[White Heron - Soami - From the Freer Gallery]

[sometimes the interrelations present themselves]

Mallarme : ['Weary of Bitter Rest']

Weary of bitter rest where my failure to act
insults a fame for which I once fled from the dear
childhood of rose woods thriving under nature's sheer
blue, and still wearier seven times of my grim pact
to carve out nightly some new grave in the terrain
that lies penurious and cold within my brain,
a pitiless gravedigger of sterility --
what shall I tell the Dawn, as roses visit me,
O Dreams, when the immense cemetary imposes
unity on the void holes, fearing its livid roses? --
I want to leave the ravenous Art of cruel lands
and, smiling at the antiquated reprimands
cast at me by the past, genius, my every friend,
even my lamp -- although it knows my agonies --
to imitate the limpid-souled refined Chinese
who finds unalloyed rapture as he paints the end
of a flower on moon-ravished snow,
some unfamiliar flower whose scent he used to know
in childhood, and which still perfumes his crystalline
life, grafting itself on the soul's blue filigree.
And, because death is such, with the sole reverie
of the sage, I shall choose serenely to design
a youthful landscape idly on the cups again.
A slender line of azure blue, pale and precise,
would be a lake in skies of naked porcelain,
a lucid crescent lost behind white cloud proceeds
to steep its placid horn into the water's ice,
not far from three great emerald eyelashes, the reeds.

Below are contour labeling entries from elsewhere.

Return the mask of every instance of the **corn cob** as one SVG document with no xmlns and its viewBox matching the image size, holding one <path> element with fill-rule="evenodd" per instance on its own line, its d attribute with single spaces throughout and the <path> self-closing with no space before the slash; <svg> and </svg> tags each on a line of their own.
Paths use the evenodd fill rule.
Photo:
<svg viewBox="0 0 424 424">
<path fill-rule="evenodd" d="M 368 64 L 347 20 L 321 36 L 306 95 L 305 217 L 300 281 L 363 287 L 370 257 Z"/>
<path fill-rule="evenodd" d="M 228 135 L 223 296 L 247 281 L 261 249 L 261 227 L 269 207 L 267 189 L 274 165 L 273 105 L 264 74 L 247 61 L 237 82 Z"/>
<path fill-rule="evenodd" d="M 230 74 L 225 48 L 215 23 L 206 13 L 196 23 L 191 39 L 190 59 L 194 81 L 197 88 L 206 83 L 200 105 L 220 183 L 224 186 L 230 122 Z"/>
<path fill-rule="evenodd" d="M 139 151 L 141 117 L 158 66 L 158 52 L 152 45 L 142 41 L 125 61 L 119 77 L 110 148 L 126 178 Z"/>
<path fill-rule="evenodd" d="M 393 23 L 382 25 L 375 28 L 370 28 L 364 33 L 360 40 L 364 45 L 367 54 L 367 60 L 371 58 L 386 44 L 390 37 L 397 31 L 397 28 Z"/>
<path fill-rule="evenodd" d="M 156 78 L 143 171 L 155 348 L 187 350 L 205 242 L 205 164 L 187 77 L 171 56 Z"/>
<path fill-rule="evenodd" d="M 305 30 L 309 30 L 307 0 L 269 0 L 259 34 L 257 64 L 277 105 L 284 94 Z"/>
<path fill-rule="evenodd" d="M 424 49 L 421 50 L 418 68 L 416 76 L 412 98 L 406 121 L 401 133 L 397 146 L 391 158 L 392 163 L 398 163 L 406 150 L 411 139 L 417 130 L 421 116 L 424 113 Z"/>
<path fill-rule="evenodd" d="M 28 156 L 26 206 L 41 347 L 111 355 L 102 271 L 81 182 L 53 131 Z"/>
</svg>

Valery: from Reflections on Art

Goncourt tells the story of a Japanese painter on a visit to Paris who gave a demonstration of his working methods for a few art lovers. After preparing his implements, he took a sponge and moistened his paper, which was stretched on a frame; then he tossed a drop of India ink on the wet paper. When the drop had spread, he rolled some newspaper into a ball and made a fire to dry the paper. When it was dry, he moistened it again, in another corner, and made a second spot, etc. He's a faker, said some of the onlookers. But when he had finished his drying and tossing of India ink, he went back to his taut paper and put in, here and there, two or three fine brush strokes. The work appeared: bird with bristling plumage. Not a single operation had gone amiss; the whole thing had been done with a meticulous order, proving that he had done it hundreds of times to achieve this miracle of skill. That man made the execution of a work of art itself a work of art. We can thus imagine a painter or sculptor working rhythmically, in a kind of dance. Execution after all is a kind of miming. If all the movements that went into a picture could be reconstituted, the picture could be explained as a series of co-ordinated acts; the same series could then be repeated or reproduced, and the artist would be comparable to an actor who plas the same role over and over.